Dance students and faculty join forces for “The Current”
“Every year at this show, I fall in love with our department all over again,” says Mejia, an assistant professor in dance. “I’m in awe of the artists here, and I’m unbelievably honored to be part of this crew. The work of my colleagues brings me to tears.”
Mejia, a self-described transnational fusion artist, has choreographed two works on the program: a longing solo exploring the theme of human intimacy, which draws on moves from Northern Africa and hip hop communities, and an ensemble work called “The Amplified Field,” an uptempo, highly athletic exploration of what it’s like to negotiate overlapping identities in the digital age.
“I’ve got blue eyes, African features and dreadlocks,” Mejia says. “My multi-ethnic physical appearance is definitely provoking and disruptive in social situations, and people frequently approach me asking ‘What are you?’ But in truth we all manage overlapping identities, to some extent. Maybe we’re mothers and also professionals. I happen to broadcast my overlapping identities in a very obvious way, but I observe everyone to be negotiating these cultural collisions within themselves.”

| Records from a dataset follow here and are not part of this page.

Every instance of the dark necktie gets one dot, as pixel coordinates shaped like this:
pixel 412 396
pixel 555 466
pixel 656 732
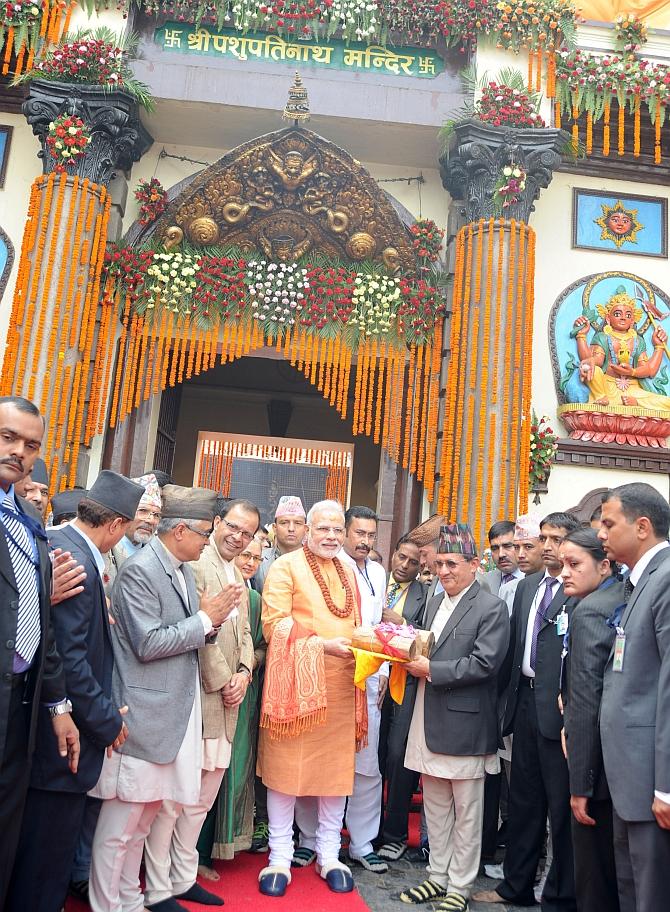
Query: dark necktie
pixel 393 590
pixel 628 587
pixel 541 616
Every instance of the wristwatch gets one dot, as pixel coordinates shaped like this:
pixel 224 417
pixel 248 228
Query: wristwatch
pixel 60 708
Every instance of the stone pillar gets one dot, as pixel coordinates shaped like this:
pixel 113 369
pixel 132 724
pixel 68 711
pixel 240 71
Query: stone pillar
pixel 483 475
pixel 61 334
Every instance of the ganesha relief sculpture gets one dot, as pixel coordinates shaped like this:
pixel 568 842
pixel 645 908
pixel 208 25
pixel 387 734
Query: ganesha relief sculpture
pixel 612 360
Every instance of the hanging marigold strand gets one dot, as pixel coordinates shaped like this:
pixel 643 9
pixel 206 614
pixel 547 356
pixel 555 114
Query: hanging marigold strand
pixel 418 429
pixel 379 402
pixel 448 432
pixel 551 74
pixel 370 402
pixel 433 411
pixel 589 133
pixel 520 344
pixel 358 386
pixel 636 128
pixel 408 412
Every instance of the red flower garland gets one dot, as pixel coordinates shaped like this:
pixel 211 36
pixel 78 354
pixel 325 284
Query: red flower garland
pixel 66 140
pixel 152 197
pixel 329 299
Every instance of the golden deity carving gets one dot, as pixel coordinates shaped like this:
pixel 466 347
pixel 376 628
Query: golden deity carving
pixel 291 192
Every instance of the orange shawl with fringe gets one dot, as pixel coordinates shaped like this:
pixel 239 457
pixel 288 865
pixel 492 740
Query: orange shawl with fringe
pixel 294 690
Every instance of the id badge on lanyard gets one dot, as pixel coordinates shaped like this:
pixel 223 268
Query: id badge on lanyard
pixel 619 649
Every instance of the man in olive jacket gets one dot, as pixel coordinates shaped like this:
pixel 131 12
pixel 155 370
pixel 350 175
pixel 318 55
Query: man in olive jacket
pixel 455 734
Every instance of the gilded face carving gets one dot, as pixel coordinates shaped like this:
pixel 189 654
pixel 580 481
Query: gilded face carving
pixel 203 231
pixel 361 245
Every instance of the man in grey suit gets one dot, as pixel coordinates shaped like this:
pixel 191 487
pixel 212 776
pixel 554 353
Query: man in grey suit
pixel 455 733
pixel 159 626
pixel 634 717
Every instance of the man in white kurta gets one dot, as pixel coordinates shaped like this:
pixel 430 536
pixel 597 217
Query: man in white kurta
pixel 364 804
pixel 158 628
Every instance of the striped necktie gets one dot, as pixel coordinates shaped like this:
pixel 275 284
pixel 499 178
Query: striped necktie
pixel 393 591
pixel 25 563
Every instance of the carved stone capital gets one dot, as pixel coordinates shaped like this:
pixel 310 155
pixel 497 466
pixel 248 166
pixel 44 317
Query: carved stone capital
pixel 478 152
pixel 118 137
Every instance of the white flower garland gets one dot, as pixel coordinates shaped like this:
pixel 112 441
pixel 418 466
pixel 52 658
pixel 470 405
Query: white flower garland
pixel 277 291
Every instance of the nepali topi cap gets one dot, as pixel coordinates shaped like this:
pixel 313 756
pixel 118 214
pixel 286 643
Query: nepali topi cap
pixel 117 493
pixel 152 491
pixel 65 504
pixel 527 527
pixel 39 472
pixel 289 506
pixel 457 538
pixel 188 503
pixel 428 531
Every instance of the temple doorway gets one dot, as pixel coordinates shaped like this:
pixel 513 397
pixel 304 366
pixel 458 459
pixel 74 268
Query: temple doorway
pixel 266 401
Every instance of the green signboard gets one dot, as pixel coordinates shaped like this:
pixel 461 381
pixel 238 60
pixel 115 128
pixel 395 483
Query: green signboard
pixel 355 56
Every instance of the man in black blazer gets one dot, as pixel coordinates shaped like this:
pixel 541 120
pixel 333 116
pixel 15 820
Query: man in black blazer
pixel 454 733
pixel 634 716
pixel 57 798
pixel 30 667
pixel 588 647
pixel 539 778
pixel 405 603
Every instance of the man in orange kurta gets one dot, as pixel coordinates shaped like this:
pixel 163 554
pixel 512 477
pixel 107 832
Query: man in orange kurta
pixel 311 716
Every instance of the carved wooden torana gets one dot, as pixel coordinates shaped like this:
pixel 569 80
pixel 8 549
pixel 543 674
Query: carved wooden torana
pixel 284 195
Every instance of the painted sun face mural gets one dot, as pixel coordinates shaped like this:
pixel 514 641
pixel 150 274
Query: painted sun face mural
pixel 611 358
pixel 619 224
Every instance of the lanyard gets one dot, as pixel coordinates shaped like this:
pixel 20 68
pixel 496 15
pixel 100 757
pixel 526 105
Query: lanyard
pixel 364 574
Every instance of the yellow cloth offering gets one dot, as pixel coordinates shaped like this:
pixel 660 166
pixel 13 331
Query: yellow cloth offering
pixel 368 663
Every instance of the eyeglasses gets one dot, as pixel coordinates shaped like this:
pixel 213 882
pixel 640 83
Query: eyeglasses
pixel 247 556
pixel 449 565
pixel 235 530
pixel 364 536
pixel 149 514
pixel 199 531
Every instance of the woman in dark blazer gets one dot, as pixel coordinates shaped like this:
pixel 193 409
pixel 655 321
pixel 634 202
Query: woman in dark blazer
pixel 588 576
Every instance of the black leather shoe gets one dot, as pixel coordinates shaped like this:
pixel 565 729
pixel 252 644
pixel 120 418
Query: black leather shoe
pixel 340 881
pixel 273 884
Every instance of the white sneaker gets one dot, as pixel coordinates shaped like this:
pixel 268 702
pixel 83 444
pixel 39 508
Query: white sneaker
pixel 494 871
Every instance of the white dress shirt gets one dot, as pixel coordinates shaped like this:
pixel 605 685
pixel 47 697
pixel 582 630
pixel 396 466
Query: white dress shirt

Randall, the dance division’s director, also choreographed two pieces in “The Current:” a driving, bombastic seven-person work inspired by composer David Lang’s piece “cheating, lying, stealing,” and an ensemble piece called “There I Still Hear,” created in memory of a close friend Randall lost recently.
“The whole piece is about what’s carried inside someone’s last breath,” Randall says. “It weaves together memory and nostalgia, and the dancers are meant to represent children who died from scarlet fever in the Victorian era.”
She’ll also perform a solo piece alumna Megan Odom was inspired to create after she’d read a draft of Randall’s novel, “The Secrets of the Dashboard Hula Dancer.” In the novel’s last chapter, a plastic hula dancer comes to life and finds out what happens when, instead of looking out the rear window, she turns around and glimpses the future.
This year’s Roser Guest Artist, Faye Driscoll, says she looks forward to visiting Boulder for the first time and collaborating with dance students on a whole new piece.
“It’s a fantastic opportunity for the students to use creative agency and work together to make something,” Driscoll says. “That’s what most of my pieces are about, too … the very fact that we’re interdependent and interconnected. Being able to connect with each other in person and in real time … that just doesn’t happen much these days.”
“The Current” showcases more than just physical talent. During the performance, audiences can feast their eyes on beautiful Victorian silhouettes created by CU-Boulder costume designer Markas Henry, music arranged by Daniel Beahm and light design by Jim Doyle, a CU-Boulder alumnus who lit up the Bellagio fountain in Las Vegas, the Lincoln Center fountain in New York and Michael Jackson’s “Thriller” music video.